Norma Stephenson said that we have to act within the spirit of the Party. The report from the Labour Group meeting made my mind up. We need an investigation into this selection, and also into Regional office.

Keith Birch said he supported Norma because the allegations needed investigation.

Jeremy Beecham said that we have to sort this out and we can’t just ignore Gilligan, he will do real damage. ID doesn’t show where you live. There are serious questions about the ballot, and a prima facie case to look into, as an emergency.

Peter Wheeler said there might be problems and we might be taken to court. If we suspended Lutfur Rahman, how would we get a candidate?

Angela Eagle said I was on the second panel, and I didn’t shortlist him. It’s not right that people feel they have an entitlement to be a candidate, and take us to court (Angela was imposed as a candidate in Wallasey in the first place). There are problems with endorsing the candidate, there is a prima facie case to investigate.

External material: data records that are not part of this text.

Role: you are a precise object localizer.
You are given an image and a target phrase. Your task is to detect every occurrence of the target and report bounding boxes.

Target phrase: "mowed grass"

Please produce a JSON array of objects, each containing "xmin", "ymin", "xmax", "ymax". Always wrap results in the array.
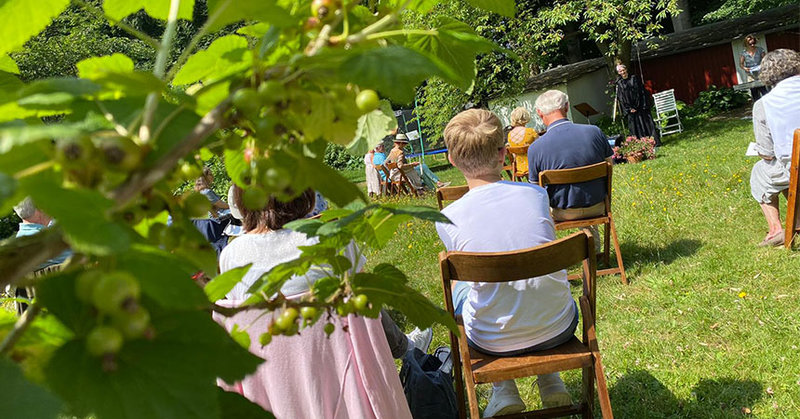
[{"xmin": 364, "ymin": 119, "xmax": 800, "ymax": 418}]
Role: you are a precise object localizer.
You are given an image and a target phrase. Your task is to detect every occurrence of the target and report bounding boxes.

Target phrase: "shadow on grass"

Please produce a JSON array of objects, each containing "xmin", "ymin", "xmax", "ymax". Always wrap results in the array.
[
  {"xmin": 611, "ymin": 239, "xmax": 703, "ymax": 270},
  {"xmin": 609, "ymin": 370, "xmax": 763, "ymax": 418}
]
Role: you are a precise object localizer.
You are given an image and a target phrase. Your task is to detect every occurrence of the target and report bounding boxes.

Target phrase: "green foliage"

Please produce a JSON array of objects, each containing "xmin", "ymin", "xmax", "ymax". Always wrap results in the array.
[
  {"xmin": 0, "ymin": 0, "xmax": 514, "ymax": 419},
  {"xmin": 688, "ymin": 85, "xmax": 749, "ymax": 116}
]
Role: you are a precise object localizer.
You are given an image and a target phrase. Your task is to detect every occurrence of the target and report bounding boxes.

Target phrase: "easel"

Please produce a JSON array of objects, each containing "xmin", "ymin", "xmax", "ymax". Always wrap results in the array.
[{"xmin": 783, "ymin": 129, "xmax": 800, "ymax": 249}]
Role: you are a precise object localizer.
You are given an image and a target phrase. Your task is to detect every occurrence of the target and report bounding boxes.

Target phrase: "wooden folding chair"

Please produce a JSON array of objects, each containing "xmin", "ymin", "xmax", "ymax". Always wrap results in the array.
[
  {"xmin": 436, "ymin": 185, "xmax": 469, "ymax": 211},
  {"xmin": 506, "ymin": 145, "xmax": 528, "ymax": 182},
  {"xmin": 783, "ymin": 129, "xmax": 800, "ymax": 249},
  {"xmin": 439, "ymin": 231, "xmax": 613, "ymax": 419},
  {"xmin": 539, "ymin": 161, "xmax": 628, "ymax": 285},
  {"xmin": 375, "ymin": 164, "xmax": 396, "ymax": 195},
  {"xmin": 385, "ymin": 163, "xmax": 419, "ymax": 196}
]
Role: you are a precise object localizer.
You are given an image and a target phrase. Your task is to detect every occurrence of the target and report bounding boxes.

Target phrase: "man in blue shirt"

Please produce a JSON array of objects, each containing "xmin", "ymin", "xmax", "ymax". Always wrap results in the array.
[{"xmin": 528, "ymin": 90, "xmax": 614, "ymax": 244}]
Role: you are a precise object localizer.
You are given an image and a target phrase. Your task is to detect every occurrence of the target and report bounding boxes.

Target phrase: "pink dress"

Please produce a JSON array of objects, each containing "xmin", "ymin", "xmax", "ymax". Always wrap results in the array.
[{"xmin": 214, "ymin": 300, "xmax": 411, "ymax": 419}]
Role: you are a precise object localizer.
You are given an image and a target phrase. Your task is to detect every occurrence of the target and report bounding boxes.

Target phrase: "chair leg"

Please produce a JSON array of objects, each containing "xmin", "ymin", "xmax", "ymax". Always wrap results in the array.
[
  {"xmin": 582, "ymin": 367, "xmax": 594, "ymax": 419},
  {"xmin": 608, "ymin": 214, "xmax": 628, "ymax": 285},
  {"xmin": 592, "ymin": 352, "xmax": 614, "ymax": 419}
]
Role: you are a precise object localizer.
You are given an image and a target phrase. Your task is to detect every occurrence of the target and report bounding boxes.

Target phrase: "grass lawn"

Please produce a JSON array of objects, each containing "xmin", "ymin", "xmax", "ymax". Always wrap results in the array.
[{"xmin": 366, "ymin": 115, "xmax": 800, "ymax": 418}]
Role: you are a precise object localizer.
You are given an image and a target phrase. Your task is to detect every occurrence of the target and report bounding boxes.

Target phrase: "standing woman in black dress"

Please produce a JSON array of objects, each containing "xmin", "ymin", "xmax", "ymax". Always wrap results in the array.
[{"xmin": 615, "ymin": 64, "xmax": 661, "ymax": 146}]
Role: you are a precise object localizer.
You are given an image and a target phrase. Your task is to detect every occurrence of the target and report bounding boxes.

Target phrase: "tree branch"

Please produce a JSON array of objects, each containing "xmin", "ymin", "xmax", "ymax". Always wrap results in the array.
[{"xmin": 111, "ymin": 99, "xmax": 231, "ymax": 210}]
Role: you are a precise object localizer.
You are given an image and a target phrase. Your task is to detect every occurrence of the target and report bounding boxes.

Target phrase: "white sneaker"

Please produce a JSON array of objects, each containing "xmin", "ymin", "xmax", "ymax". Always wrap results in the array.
[
  {"xmin": 433, "ymin": 346, "xmax": 453, "ymax": 374},
  {"xmin": 533, "ymin": 372, "xmax": 572, "ymax": 409},
  {"xmin": 483, "ymin": 380, "xmax": 525, "ymax": 418},
  {"xmin": 406, "ymin": 327, "xmax": 433, "ymax": 354}
]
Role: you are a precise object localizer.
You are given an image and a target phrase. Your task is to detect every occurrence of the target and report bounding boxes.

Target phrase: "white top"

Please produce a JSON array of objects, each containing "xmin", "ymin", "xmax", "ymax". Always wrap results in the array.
[
  {"xmin": 436, "ymin": 181, "xmax": 575, "ymax": 352},
  {"xmin": 219, "ymin": 229, "xmax": 366, "ymax": 300}
]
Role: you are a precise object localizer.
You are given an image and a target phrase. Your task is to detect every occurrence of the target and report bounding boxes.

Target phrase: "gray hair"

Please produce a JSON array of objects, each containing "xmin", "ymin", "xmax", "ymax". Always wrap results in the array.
[
  {"xmin": 534, "ymin": 90, "xmax": 569, "ymax": 115},
  {"xmin": 14, "ymin": 197, "xmax": 36, "ymax": 220},
  {"xmin": 758, "ymin": 49, "xmax": 800, "ymax": 86}
]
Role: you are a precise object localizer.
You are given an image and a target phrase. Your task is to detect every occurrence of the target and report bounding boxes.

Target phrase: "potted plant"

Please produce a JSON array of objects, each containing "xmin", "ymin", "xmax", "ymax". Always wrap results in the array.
[{"xmin": 614, "ymin": 135, "xmax": 656, "ymax": 163}]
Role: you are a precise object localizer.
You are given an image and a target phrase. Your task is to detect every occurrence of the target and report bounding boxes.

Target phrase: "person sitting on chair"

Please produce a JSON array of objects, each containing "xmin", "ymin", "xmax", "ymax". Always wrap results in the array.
[
  {"xmin": 750, "ymin": 49, "xmax": 800, "ymax": 247},
  {"xmin": 528, "ymin": 90, "xmax": 614, "ymax": 248},
  {"xmin": 508, "ymin": 107, "xmax": 539, "ymax": 173},
  {"xmin": 436, "ymin": 109, "xmax": 578, "ymax": 417}
]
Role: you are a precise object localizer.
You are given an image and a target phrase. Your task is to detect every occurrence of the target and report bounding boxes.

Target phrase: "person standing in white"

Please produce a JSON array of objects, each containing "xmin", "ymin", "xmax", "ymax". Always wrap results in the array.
[{"xmin": 436, "ymin": 109, "xmax": 578, "ymax": 417}]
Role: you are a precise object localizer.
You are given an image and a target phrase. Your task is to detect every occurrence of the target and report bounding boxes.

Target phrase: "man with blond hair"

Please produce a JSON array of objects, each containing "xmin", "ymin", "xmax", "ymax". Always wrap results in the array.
[
  {"xmin": 528, "ymin": 90, "xmax": 614, "ymax": 247},
  {"xmin": 436, "ymin": 109, "xmax": 578, "ymax": 417}
]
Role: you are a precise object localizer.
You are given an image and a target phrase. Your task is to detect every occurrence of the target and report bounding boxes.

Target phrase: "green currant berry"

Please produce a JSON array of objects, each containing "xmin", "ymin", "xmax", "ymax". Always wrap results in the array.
[
  {"xmin": 86, "ymin": 326, "xmax": 123, "ymax": 356},
  {"xmin": 356, "ymin": 89, "xmax": 380, "ymax": 113},
  {"xmin": 92, "ymin": 271, "xmax": 140, "ymax": 313},
  {"xmin": 353, "ymin": 294, "xmax": 369, "ymax": 311},
  {"xmin": 300, "ymin": 307, "xmax": 317, "ymax": 320}
]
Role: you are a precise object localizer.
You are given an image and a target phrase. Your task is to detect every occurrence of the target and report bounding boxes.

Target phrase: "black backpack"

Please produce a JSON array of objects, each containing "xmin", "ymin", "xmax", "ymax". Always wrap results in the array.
[{"xmin": 400, "ymin": 348, "xmax": 458, "ymax": 419}]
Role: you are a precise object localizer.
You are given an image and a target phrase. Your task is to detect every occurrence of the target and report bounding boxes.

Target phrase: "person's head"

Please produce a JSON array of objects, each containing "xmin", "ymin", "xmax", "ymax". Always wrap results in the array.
[
  {"xmin": 758, "ymin": 49, "xmax": 800, "ymax": 86},
  {"xmin": 510, "ymin": 106, "xmax": 531, "ymax": 127},
  {"xmin": 444, "ymin": 109, "xmax": 505, "ymax": 179},
  {"xmin": 394, "ymin": 132, "xmax": 408, "ymax": 148},
  {"xmin": 534, "ymin": 90, "xmax": 569, "ymax": 125},
  {"xmin": 194, "ymin": 167, "xmax": 214, "ymax": 191},
  {"xmin": 233, "ymin": 186, "xmax": 316, "ymax": 232},
  {"xmin": 14, "ymin": 197, "xmax": 51, "ymax": 225},
  {"xmin": 617, "ymin": 64, "xmax": 628, "ymax": 79}
]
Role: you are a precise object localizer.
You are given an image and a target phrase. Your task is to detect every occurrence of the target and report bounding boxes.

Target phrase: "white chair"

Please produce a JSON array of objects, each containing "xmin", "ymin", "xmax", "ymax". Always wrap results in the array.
[{"xmin": 653, "ymin": 89, "xmax": 683, "ymax": 137}]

Peter Kenyon said that there was a probability the candidate would stand against us anyway (not a point likely to win the NEC over). Anyone can make a case against anyone – look at the case that was made against Ken Livingstone, and look where that got us. We should investigate soon, before the nominations. I’m not confident about an investigation, I’m still waiting for the outcome of the investigation into Erith and Thamesmead. This is not a bottom-up case, not according to what I’ve heard from local members. We need a rapid investigation by people who have not been previously involved.

Jack Dromey said the London region shouldn’t investigate. There are serious allegations, Lutfur publicly refused to support Rushanara Ali. Now Respect is supporting him. There are reports this morning that he is being investigated by the electoral commission. It is not practical to have an investigation and then another NEC by Friday. We have to take the risk that he will stand.

Ray Collins then came back and said that this was not about our processes, it was about the conduct of an individual. Even Keith Vaz and Peter Kenyon admit the allegations are serious. We have to act immediately.

Harriet Harman said that there is no easy path but we have to exercise our responsibilities. We don’t want a hiatus between now and Friday. I am more concerned about Rushanara’s allegations than about Gilligan’s. We need to agree another candidate now.

Keith Vaz said that it could be unlawful, we are proposing to agree a new candidate before there has been an investigation.

Ray Collins said that was not the case. There is a prima facie case for an investigation. The suspension is an administrative action.

Ann Black then tried to clarify what we were voting on, no recommendations being written down. The first vote was that: “We believe there are allegations that require investigation, which need to be investigated outside the London region, and that therefore we take administrative action to suspend the candidate.”

There were lots of votes in favour of this, with myself, Peter Kenyon and Peter Willsman voting against, and Keith Vaz abstaining.

The second vote was put by Norma Stephenson, that the candidate be Helal Abbas. Pete Willsman moved John Biggs, as he at least came second in the ballot. There were 16 votes for Abbas, 2 for Biggs, with 5 abstentions ; myself, Peter Kenyon, Ellie Reeves, Andy Worth and Keith Vaz.

My suspicion is that they put forward Abbas so as not to leave themselves open to the charge of deselecting a Bangladeshi and replacing him with a white man. All papers in the dossier were collected in, and I left the meeting.